The following article is a guest contribution from Evan Brennan. Mr. Brennan is a current student at Whittier Law School in Orange County, CA. He holds a Master’s degree in Sports Management from California State University at Long Beach, and a Bachelor’s degree from Brigham Young University. He has worked in athlete public relations, marketing, and other areas for various sports professionals and companies for years. Follow him at @brennansports on Twitter.
When one thinks of managing professional football players, one thinks of contract negotiation, endorsements, and maybe some public relations efforts that will be required of the manager or agent. In the ever-evolving industry that athlete representation is, a new and growing role and skill is now gaining prominence and importance in the services and repertoire that such a professional should possess and be able to offer. That talent and service is the advisement and management of a player with social media.
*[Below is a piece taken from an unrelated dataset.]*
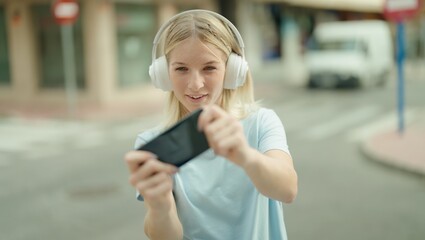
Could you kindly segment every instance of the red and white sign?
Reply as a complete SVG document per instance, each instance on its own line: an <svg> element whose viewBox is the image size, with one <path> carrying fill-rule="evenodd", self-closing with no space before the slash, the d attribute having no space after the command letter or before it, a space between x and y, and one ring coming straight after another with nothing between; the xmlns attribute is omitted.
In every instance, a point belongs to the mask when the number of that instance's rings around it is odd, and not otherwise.
<svg viewBox="0 0 425 240"><path fill-rule="evenodd" d="M76 0L56 0L52 6L53 16L59 25L75 23L80 8Z"/></svg>
<svg viewBox="0 0 425 240"><path fill-rule="evenodd" d="M390 21L403 21L413 17L419 8L419 0L385 0L384 16Z"/></svg>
One particular sport that has seen a growth and prominence of social media in its ability to interact and provide value is the sport of football. Looking across sites such as Tweeting-Athletes.com, one sees players such as Larry Fitzgerald, Tim Tebow, Drew Brees and others that command over 1 million followers on the Twitter platform alone. Savvy agents and marketers have been and must now have the savoir-faire in order to capitalize on this type of interactable exposure for their clients with fans, media, and ultimately endorsers that want access to them.
Many of the endorsement deals that agents now will pitch to endorsers will have a clause or provision that exacts some social media interaction and consistent posts about the endorsing company’s effort, product, or event. Obviously the more followers and the activity of said followers that the player possesses, the more the agent should be able to seek in compensation for use of the player’s social media. Companies desperate to find ways to penetrate markets with real interaction with an oversaturation of other advertising are interested in putting together these types of deals. The zero cost for an athlete to put together a Twitter page is therefore enticing as a starting point to build towards these types of deals.
But, an agent must be well-versed in how to effectively grow social media to the point that it can be used for such endorsement purposes. An associate of this writer, Cameron Jensen, a former BYU and Seattle Seahawks middle linebacker, is now an executive at NUVI. NUVI is a platform that analyzes social media with graphics and visualization in real time to provide insightful analytics. In an interview earlier this year with ESPN, Jensen discusses NUVI’s study concerning notable 2013 NFL Draft rookies and the negative and positive sentiment that they were garnering on and through social media. The study and article also discusses how positive interaction and perception through social media can raise the amount of followers, thereby adding a tangible benefit to a player’s marketing cache. The NUVI platform and others like it, provide evidence of the progression that athletes must be prepared to deal with now when embarking on professional careers. Having a representative who is able to utilize services such as NUVI, who has a well-laid out and executable plan to enhance the interaction and followeing of fans on social media, and who can effectively spent significant amounts of time educating and insuring that that the player knows what not to tweet is also huge.
But the need for advisement on social media extends so much further than the procurement of endorsement deals. Where public relations was at one time confined to television interviews and press releases, the accessibility to athletes has been augmented through the rise of social media. The instantaneous nature of the medium allows information (positive or negative) to spread quickly and largely uncontrollably, in many cases.
Beyond this, NFL teams look to social media as a means to see whether or not players are going to be a good fit for their respective team. Team executives have openly admitted that they monitor every single prospect on their draft boards as they evaluate them. From their vantage point, if a player is willing to do something stupid or questionable on social media, they are willing to do stupid or questionable things in life as well. The inverse can be said as well, if a player can demonstrate continued and perceived genuine character on social media, agents believe it may aid a player’s stock. Knowing this, it is essential that a player has an agent that is able to spend the time and has the expertise to educate him on what to say and what not to say social media. The agent likely needs to monitor the social media of his client, selling the good works that the player is engaging in, and steering him clear of potential pitfalls.
This type of social media etiquette and management is not being taught in schools or other locations, as one article hints that the vast majority of collegiate athletes (and therefore presumably professional) have social media pages, and less than 10% have received more than 3 hours of social media training. This is true despite the fact that they nearly 20% of student athletes freely admit to have posted something inappropriate on some form of social media. A savvy, well-trained agent can capitalize on this dearth within the market without question.
Those agents that are not well-versed in social media are certain to encounter the difficulty of client retention and procurement of endorsement deals. As social media is now such a huge focus of marketing, the inability to advise and craft marketing plans utilizing social media to a distinguishable extent will keep such agents a way from long-term relationships with high-profile (and therefore lucrative) clients.